He thought that and at the same time looked at his watch to calculate how much had been threshed in an hour. He had to know that in order to set the day’s quota by it.

‘It will soon be an hour, and they’ve only just started on the third stack,’ Levin thought, went over to the feeder and, shouting above the noise of the machine, told him to feed more slowly.

‘You stuff in too much, Fyodor! See - it gets choked, that’s why it’s slow. Even it out!’

Blackened by the dust sticking to his sweaty face, Fyodor shouted something in reply, but went on doing it not as Levin wanted.

Levin went up to the drum, motioned Fyodor aside, and began feeding himself.

Working till the muzhiks’ dinner-time, which was not far off, he left the threshing barn together with the feeder and got into conversation with him, stopping by a neat yellow rick of harvested rye stacked on the seed-threshing floor.

The feeder came from a distant village, the one where Levin used to lease land on collective principles. Now it was leased to an innkeeper.

Levin got into conversation about that land with Fyodor and asked whether Platon, a wealthy and good muzhik from the same village, might rent it next year.
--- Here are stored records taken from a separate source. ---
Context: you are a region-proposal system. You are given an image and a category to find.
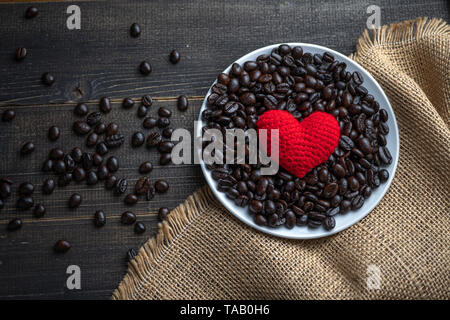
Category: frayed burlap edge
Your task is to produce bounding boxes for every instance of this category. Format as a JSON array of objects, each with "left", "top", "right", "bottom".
[
  {"left": 112, "top": 186, "right": 220, "bottom": 300},
  {"left": 112, "top": 17, "right": 450, "bottom": 300}
]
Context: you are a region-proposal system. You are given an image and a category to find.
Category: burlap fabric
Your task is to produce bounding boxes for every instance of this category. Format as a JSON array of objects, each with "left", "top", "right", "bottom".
[{"left": 113, "top": 19, "right": 450, "bottom": 299}]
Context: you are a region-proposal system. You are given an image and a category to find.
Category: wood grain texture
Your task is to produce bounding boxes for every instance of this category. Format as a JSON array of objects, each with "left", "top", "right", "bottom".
[{"left": 0, "top": 0, "right": 449, "bottom": 299}]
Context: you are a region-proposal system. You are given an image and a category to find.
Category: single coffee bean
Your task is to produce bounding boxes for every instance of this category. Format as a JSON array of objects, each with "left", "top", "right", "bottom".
[
  {"left": 106, "top": 122, "right": 119, "bottom": 136},
  {"left": 33, "top": 203, "right": 47, "bottom": 218},
  {"left": 2, "top": 109, "right": 16, "bottom": 122},
  {"left": 69, "top": 193, "right": 82, "bottom": 209},
  {"left": 131, "top": 131, "right": 145, "bottom": 148},
  {"left": 20, "top": 141, "right": 35, "bottom": 155},
  {"left": 100, "top": 97, "right": 112, "bottom": 113},
  {"left": 16, "top": 48, "right": 27, "bottom": 61},
  {"left": 19, "top": 182, "right": 34, "bottom": 196},
  {"left": 73, "top": 102, "right": 89, "bottom": 117},
  {"left": 141, "top": 94, "right": 153, "bottom": 107},
  {"left": 94, "top": 210, "right": 106, "bottom": 228},
  {"left": 130, "top": 22, "right": 141, "bottom": 38},
  {"left": 86, "top": 171, "right": 98, "bottom": 186},
  {"left": 120, "top": 211, "right": 136, "bottom": 225},
  {"left": 158, "top": 107, "right": 172, "bottom": 118},
  {"left": 42, "top": 178, "right": 56, "bottom": 194},
  {"left": 123, "top": 193, "right": 138, "bottom": 206},
  {"left": 177, "top": 95, "right": 189, "bottom": 112},
  {"left": 53, "top": 240, "right": 72, "bottom": 253},
  {"left": 158, "top": 207, "right": 170, "bottom": 221},
  {"left": 114, "top": 178, "right": 128, "bottom": 195},
  {"left": 155, "top": 179, "right": 169, "bottom": 193},
  {"left": 139, "top": 61, "right": 152, "bottom": 76},
  {"left": 41, "top": 72, "right": 55, "bottom": 86},
  {"left": 135, "top": 177, "right": 151, "bottom": 195},
  {"left": 106, "top": 156, "right": 119, "bottom": 172},
  {"left": 134, "top": 221, "right": 146, "bottom": 234},
  {"left": 7, "top": 218, "right": 23, "bottom": 231},
  {"left": 142, "top": 117, "right": 157, "bottom": 129},
  {"left": 72, "top": 120, "right": 91, "bottom": 136},
  {"left": 48, "top": 126, "right": 61, "bottom": 141},
  {"left": 169, "top": 50, "right": 181, "bottom": 64},
  {"left": 139, "top": 161, "right": 153, "bottom": 174},
  {"left": 122, "top": 98, "right": 134, "bottom": 109},
  {"left": 16, "top": 196, "right": 34, "bottom": 210},
  {"left": 105, "top": 175, "right": 117, "bottom": 189}
]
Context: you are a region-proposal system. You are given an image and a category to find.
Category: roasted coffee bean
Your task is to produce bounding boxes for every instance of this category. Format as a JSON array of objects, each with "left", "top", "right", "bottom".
[
  {"left": 114, "top": 178, "right": 128, "bottom": 195},
  {"left": 120, "top": 211, "right": 136, "bottom": 225},
  {"left": 134, "top": 221, "right": 146, "bottom": 234},
  {"left": 86, "top": 132, "right": 99, "bottom": 148},
  {"left": 69, "top": 193, "right": 82, "bottom": 209},
  {"left": 7, "top": 218, "right": 23, "bottom": 231},
  {"left": 139, "top": 161, "right": 153, "bottom": 174},
  {"left": 25, "top": 6, "right": 39, "bottom": 19},
  {"left": 16, "top": 196, "right": 34, "bottom": 210},
  {"left": 134, "top": 177, "right": 151, "bottom": 195},
  {"left": 94, "top": 210, "right": 106, "bottom": 228},
  {"left": 86, "top": 171, "right": 98, "bottom": 186},
  {"left": 48, "top": 126, "right": 61, "bottom": 141},
  {"left": 2, "top": 109, "right": 16, "bottom": 122},
  {"left": 139, "top": 61, "right": 152, "bottom": 76},
  {"left": 131, "top": 132, "right": 145, "bottom": 148},
  {"left": 99, "top": 97, "right": 112, "bottom": 113},
  {"left": 142, "top": 117, "right": 157, "bottom": 129},
  {"left": 41, "top": 72, "right": 55, "bottom": 86},
  {"left": 156, "top": 117, "right": 170, "bottom": 128},
  {"left": 159, "top": 153, "right": 172, "bottom": 166},
  {"left": 33, "top": 203, "right": 47, "bottom": 218},
  {"left": 104, "top": 134, "right": 125, "bottom": 148},
  {"left": 155, "top": 179, "right": 169, "bottom": 193},
  {"left": 53, "top": 240, "right": 72, "bottom": 253},
  {"left": 147, "top": 132, "right": 162, "bottom": 148},
  {"left": 177, "top": 95, "right": 189, "bottom": 112},
  {"left": 20, "top": 141, "right": 35, "bottom": 155},
  {"left": 72, "top": 167, "right": 86, "bottom": 182},
  {"left": 72, "top": 121, "right": 91, "bottom": 136},
  {"left": 19, "top": 182, "right": 34, "bottom": 196},
  {"left": 73, "top": 102, "right": 89, "bottom": 117},
  {"left": 137, "top": 105, "right": 148, "bottom": 118},
  {"left": 169, "top": 50, "right": 181, "bottom": 64},
  {"left": 123, "top": 193, "right": 138, "bottom": 206},
  {"left": 95, "top": 164, "right": 109, "bottom": 183},
  {"left": 95, "top": 142, "right": 109, "bottom": 156},
  {"left": 42, "top": 178, "right": 56, "bottom": 194},
  {"left": 16, "top": 48, "right": 27, "bottom": 61},
  {"left": 130, "top": 22, "right": 141, "bottom": 38}
]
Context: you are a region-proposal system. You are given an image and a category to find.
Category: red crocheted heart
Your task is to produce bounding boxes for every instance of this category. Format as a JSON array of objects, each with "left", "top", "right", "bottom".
[{"left": 256, "top": 110, "right": 341, "bottom": 178}]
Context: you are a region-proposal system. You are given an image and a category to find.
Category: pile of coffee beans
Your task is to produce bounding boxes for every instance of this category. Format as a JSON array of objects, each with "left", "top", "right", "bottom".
[{"left": 202, "top": 44, "right": 392, "bottom": 230}]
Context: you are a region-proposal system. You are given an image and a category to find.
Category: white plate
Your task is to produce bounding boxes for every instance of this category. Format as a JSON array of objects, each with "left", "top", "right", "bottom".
[{"left": 196, "top": 43, "right": 400, "bottom": 239}]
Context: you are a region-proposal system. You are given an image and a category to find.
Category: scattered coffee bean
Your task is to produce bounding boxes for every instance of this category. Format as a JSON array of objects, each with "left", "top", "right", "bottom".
[
  {"left": 139, "top": 61, "right": 152, "bottom": 76},
  {"left": 48, "top": 126, "right": 61, "bottom": 141},
  {"left": 134, "top": 221, "right": 146, "bottom": 234},
  {"left": 41, "top": 72, "right": 55, "bottom": 86},
  {"left": 69, "top": 193, "right": 82, "bottom": 209},
  {"left": 20, "top": 142, "right": 35, "bottom": 155},
  {"left": 130, "top": 22, "right": 141, "bottom": 38},
  {"left": 120, "top": 211, "right": 136, "bottom": 225},
  {"left": 7, "top": 218, "right": 23, "bottom": 231},
  {"left": 53, "top": 240, "right": 72, "bottom": 253},
  {"left": 169, "top": 50, "right": 181, "bottom": 64},
  {"left": 139, "top": 161, "right": 153, "bottom": 174},
  {"left": 33, "top": 203, "right": 47, "bottom": 218},
  {"left": 94, "top": 210, "right": 106, "bottom": 228},
  {"left": 2, "top": 109, "right": 16, "bottom": 122}
]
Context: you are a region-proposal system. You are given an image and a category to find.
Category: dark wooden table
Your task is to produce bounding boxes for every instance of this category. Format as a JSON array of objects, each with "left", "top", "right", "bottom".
[{"left": 0, "top": 0, "right": 449, "bottom": 299}]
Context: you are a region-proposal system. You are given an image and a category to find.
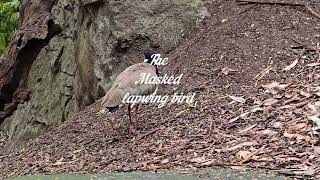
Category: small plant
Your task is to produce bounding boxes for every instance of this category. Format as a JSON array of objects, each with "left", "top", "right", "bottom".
[{"left": 0, "top": 0, "right": 21, "bottom": 55}]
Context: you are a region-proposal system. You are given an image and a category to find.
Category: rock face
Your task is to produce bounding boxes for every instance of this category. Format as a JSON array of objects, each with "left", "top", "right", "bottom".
[{"left": 0, "top": 0, "right": 208, "bottom": 149}]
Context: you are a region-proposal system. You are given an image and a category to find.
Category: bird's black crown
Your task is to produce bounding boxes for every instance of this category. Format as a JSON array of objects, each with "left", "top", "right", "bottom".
[{"left": 144, "top": 49, "right": 157, "bottom": 64}]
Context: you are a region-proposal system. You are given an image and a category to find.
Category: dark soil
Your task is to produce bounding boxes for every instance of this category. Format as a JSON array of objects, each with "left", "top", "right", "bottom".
[{"left": 0, "top": 0, "right": 320, "bottom": 178}]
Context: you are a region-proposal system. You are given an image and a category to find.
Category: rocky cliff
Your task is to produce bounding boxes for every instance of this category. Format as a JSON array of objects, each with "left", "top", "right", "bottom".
[{"left": 0, "top": 0, "right": 208, "bottom": 149}]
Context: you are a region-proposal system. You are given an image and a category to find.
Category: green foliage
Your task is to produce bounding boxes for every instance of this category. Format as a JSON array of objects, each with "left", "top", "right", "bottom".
[{"left": 0, "top": 0, "right": 21, "bottom": 55}]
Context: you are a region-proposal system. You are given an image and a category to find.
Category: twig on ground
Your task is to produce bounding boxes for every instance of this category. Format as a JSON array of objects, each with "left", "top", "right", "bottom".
[
  {"left": 236, "top": 0, "right": 320, "bottom": 19},
  {"left": 136, "top": 128, "right": 161, "bottom": 141}
]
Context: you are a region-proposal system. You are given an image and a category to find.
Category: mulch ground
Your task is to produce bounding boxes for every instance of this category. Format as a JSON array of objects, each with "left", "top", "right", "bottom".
[{"left": 0, "top": 0, "right": 320, "bottom": 178}]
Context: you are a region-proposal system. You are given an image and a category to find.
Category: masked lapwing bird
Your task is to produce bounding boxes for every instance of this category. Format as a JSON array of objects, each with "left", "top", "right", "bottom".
[{"left": 101, "top": 49, "right": 158, "bottom": 135}]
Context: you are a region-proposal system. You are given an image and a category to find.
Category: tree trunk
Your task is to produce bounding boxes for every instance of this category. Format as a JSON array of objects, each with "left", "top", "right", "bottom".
[{"left": 0, "top": 0, "right": 59, "bottom": 123}]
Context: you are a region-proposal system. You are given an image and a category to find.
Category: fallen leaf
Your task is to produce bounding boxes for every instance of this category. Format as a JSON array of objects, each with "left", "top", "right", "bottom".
[
  {"left": 161, "top": 159, "right": 170, "bottom": 164},
  {"left": 262, "top": 82, "right": 288, "bottom": 95},
  {"left": 257, "top": 129, "right": 278, "bottom": 136},
  {"left": 279, "top": 166, "right": 316, "bottom": 176},
  {"left": 283, "top": 132, "right": 311, "bottom": 142},
  {"left": 251, "top": 107, "right": 263, "bottom": 113},
  {"left": 309, "top": 115, "right": 320, "bottom": 126},
  {"left": 239, "top": 124, "right": 257, "bottom": 134},
  {"left": 300, "top": 91, "right": 312, "bottom": 98},
  {"left": 272, "top": 122, "right": 283, "bottom": 129},
  {"left": 226, "top": 141, "right": 259, "bottom": 151},
  {"left": 72, "top": 148, "right": 82, "bottom": 154},
  {"left": 284, "top": 59, "right": 299, "bottom": 71},
  {"left": 229, "top": 96, "right": 246, "bottom": 104},
  {"left": 237, "top": 151, "right": 251, "bottom": 159},
  {"left": 190, "top": 157, "right": 208, "bottom": 164},
  {"left": 175, "top": 110, "right": 188, "bottom": 118},
  {"left": 307, "top": 63, "right": 320, "bottom": 67},
  {"left": 229, "top": 112, "right": 250, "bottom": 123},
  {"left": 263, "top": 98, "right": 279, "bottom": 106},
  {"left": 221, "top": 67, "right": 236, "bottom": 75},
  {"left": 313, "top": 146, "right": 320, "bottom": 155},
  {"left": 288, "top": 123, "right": 307, "bottom": 131}
]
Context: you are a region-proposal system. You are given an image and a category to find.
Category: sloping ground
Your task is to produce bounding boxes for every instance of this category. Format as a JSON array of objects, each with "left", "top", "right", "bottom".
[{"left": 0, "top": 0, "right": 320, "bottom": 178}]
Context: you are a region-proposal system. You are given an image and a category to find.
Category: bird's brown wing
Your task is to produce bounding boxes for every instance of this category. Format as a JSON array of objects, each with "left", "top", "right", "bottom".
[{"left": 101, "top": 63, "right": 157, "bottom": 107}]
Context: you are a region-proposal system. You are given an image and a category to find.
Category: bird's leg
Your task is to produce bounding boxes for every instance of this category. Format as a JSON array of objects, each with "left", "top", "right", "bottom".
[
  {"left": 128, "top": 104, "right": 131, "bottom": 123},
  {"left": 130, "top": 104, "right": 139, "bottom": 135}
]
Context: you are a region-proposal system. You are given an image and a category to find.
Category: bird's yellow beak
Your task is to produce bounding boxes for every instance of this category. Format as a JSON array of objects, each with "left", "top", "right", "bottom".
[{"left": 97, "top": 108, "right": 109, "bottom": 115}]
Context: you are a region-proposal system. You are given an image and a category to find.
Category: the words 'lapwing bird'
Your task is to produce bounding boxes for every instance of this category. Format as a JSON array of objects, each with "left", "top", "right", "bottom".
[{"left": 101, "top": 49, "right": 159, "bottom": 135}]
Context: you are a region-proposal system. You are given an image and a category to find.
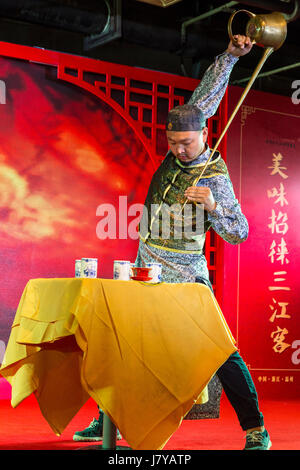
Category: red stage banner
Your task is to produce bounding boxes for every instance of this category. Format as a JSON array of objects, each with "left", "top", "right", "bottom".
[
  {"left": 224, "top": 87, "right": 300, "bottom": 398},
  {"left": 0, "top": 42, "right": 227, "bottom": 380}
]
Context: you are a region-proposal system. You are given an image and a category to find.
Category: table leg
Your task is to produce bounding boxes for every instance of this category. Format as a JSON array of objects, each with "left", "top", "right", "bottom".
[
  {"left": 102, "top": 414, "right": 117, "bottom": 450},
  {"left": 78, "top": 413, "right": 130, "bottom": 450}
]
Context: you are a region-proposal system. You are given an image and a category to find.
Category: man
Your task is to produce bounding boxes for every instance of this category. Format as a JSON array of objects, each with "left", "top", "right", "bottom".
[{"left": 74, "top": 36, "right": 271, "bottom": 450}]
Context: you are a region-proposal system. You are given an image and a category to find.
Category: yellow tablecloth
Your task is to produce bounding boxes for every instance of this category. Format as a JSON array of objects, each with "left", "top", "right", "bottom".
[{"left": 0, "top": 278, "right": 236, "bottom": 449}]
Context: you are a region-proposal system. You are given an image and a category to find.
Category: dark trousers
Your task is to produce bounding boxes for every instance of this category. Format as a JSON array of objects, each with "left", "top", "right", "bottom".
[
  {"left": 216, "top": 352, "right": 264, "bottom": 431},
  {"left": 196, "top": 276, "right": 264, "bottom": 431}
]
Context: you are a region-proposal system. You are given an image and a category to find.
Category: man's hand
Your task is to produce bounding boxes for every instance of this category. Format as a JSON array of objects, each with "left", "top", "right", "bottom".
[
  {"left": 226, "top": 34, "right": 253, "bottom": 57},
  {"left": 184, "top": 186, "right": 217, "bottom": 212}
]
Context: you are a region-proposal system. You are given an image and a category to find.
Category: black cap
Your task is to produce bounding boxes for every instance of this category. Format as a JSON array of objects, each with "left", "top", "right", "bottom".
[{"left": 166, "top": 104, "right": 206, "bottom": 131}]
‘The price is too dear, Platon wouldn’t make enough, Konstantin Dmitrich,’ said the muzhik, picking ears of rye from under his sweaty shirt.

‘Then how does Kirillov make it pay?’

‘Mityukha’ (so the muzhik scornfully called the innkeeper) ‘makes it pay right enough, Konstantin Dmitrich! He pushes till he gets his own. He takes no pity on a peasant. But Uncle Fokanych’ (so he called old Platon), ‘he won’t skin a man. He lends to you, he lets you off. So he comes out short. He’s a man, too.’

‘But why should he let anyone off?’

‘Well, that’s how it is - people are different. One man just lives for his own needs, take Mityukha even, just stuffs his belly, but Fokanych - he’s an upright old man. He lives for the soul. He remembers God.’

‘How’s that? Remembers God? Lives for the soul?’ Levin almost shouted.

‘Everybody knows how - by the truth, by God’s way. People are different. Now, take you even, you wouldn’t offend anybody either ...’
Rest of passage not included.